The adaptive immune system protects us from harmful microbial infections and cancer, while providing life-long immunity after vaccination. To accomplish this extraordinary feat, cellular components of the immune system, T and B cells, continuously interact with antigen-presenting cells (APCs) in lymphoid organs. A well-studied example are naïve CD8+ T cells interactions with dendritic cells (DCs), the most powerful APCs for this subset. This leads to CD8+ T cell activation, differentiation to cytotoxic effector cells and invasion of infected organs. This process contributes decisively to elimination of intracellular pathogens such as viruses, as well as tumor cells. After clearing of a pathogen, memory CD8+ T cells patrol the body to protect from reinfection. While the general principle of such adaptive immune responses is well established, little is known on how this dynamic process unfolds on a single cell level in the context of tissue-derived environmental cues.

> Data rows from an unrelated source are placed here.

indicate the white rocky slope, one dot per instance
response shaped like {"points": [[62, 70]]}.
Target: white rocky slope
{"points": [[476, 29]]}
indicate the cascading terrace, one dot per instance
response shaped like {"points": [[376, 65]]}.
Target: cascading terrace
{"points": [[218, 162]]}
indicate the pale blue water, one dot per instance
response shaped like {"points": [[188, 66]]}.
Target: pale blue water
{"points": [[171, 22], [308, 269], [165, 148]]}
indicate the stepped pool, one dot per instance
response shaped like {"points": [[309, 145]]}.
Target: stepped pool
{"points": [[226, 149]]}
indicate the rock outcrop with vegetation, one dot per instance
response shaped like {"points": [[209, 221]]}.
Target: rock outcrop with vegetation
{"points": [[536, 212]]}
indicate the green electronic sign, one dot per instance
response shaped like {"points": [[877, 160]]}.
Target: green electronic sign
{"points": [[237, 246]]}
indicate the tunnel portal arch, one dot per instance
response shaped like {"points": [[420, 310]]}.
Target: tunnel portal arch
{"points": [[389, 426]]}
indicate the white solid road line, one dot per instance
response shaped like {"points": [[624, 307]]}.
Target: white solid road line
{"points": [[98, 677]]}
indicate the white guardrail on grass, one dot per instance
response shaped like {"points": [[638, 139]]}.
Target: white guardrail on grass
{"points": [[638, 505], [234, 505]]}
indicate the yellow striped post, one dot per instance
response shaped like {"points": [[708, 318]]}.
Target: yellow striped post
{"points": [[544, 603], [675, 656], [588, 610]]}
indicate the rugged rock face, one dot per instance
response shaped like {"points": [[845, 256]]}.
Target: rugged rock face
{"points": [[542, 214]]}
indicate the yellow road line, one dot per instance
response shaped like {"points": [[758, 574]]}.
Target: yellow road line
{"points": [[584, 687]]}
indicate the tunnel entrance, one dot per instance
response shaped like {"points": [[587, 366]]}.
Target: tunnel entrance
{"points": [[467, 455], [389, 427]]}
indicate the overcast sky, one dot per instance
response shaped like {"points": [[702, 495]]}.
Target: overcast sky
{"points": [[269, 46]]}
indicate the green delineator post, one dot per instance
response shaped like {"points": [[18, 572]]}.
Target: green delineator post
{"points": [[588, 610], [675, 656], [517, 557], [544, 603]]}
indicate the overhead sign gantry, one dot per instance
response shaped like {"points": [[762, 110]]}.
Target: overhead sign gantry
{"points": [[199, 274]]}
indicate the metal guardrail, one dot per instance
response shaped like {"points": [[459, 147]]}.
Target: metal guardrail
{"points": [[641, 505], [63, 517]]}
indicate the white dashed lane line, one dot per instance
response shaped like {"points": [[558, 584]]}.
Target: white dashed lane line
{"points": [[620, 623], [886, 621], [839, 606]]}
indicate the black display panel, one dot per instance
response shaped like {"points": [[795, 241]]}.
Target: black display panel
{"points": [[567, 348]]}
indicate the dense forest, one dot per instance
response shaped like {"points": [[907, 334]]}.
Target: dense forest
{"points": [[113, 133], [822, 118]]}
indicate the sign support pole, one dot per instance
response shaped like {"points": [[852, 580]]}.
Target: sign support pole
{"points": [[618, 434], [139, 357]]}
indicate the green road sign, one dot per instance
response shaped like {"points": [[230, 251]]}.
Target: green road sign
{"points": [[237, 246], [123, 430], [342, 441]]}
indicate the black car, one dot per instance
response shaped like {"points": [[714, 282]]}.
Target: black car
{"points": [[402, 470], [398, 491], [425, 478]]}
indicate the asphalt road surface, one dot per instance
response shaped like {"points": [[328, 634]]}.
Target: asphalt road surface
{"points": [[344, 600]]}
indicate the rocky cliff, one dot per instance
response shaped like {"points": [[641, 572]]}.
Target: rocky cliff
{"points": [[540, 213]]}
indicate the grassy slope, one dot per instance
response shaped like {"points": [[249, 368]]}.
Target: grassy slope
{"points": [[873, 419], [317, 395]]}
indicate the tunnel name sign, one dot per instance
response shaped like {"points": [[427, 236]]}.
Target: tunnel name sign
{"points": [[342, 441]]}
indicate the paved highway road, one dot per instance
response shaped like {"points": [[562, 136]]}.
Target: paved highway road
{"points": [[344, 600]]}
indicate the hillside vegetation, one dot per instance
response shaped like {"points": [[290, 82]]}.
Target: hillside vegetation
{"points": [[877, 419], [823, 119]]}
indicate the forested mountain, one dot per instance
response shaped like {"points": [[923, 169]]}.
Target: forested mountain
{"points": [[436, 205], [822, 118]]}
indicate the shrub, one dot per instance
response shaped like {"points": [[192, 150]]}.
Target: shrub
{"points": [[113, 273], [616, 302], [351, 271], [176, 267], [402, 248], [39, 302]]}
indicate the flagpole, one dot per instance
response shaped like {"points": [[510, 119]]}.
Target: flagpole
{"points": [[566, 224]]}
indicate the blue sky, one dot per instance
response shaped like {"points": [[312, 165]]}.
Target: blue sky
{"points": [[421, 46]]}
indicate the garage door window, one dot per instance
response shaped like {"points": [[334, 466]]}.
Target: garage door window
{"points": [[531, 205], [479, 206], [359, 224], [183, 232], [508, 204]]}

Our laboratory is combining multiple platforms including multicolor flow cytometry, functional in vitro assays and high-end microscopy to “shed light” on the molecular and cellular processes that govern adaptive immune responses mediated by cytotoxic CD8+ T cells. We follow three lines of investigation:

  • We are examining the role of key regulators of T cell activation by using genetically modified CD8+ T cells. Our technical platforms include flow cytometry, RNA sequencing, viral infection models, immunofluorescent analysis and twophoton microscopy (2PM) of lymphoid tissue. Using software-based analysis of key parameters, we determine the critical decision-making steps at the onset of immune responses.
  • We follow CD8+ T cells at their effector sites, for example in exocrine glands, skin and other non-lymphoid organs and observe how these cells contribute to host protection. A special focus is on tissue-resident memory T cells that provide a first line of defense against reinfection.
  • We are applying large-scale imaging techniques, Optical Projection Tomography (OPT) and Selective Plane Illumination Microscopy (SPIM) for a quantitative analysis of adaptive immune responses by visualizing the entire 3D structure of lymph nodes and other organs during inflammation.

The combination of these approaches permits to obtain unprecedented insight into the dynamic nature of the adaptive immune system on a single cell level.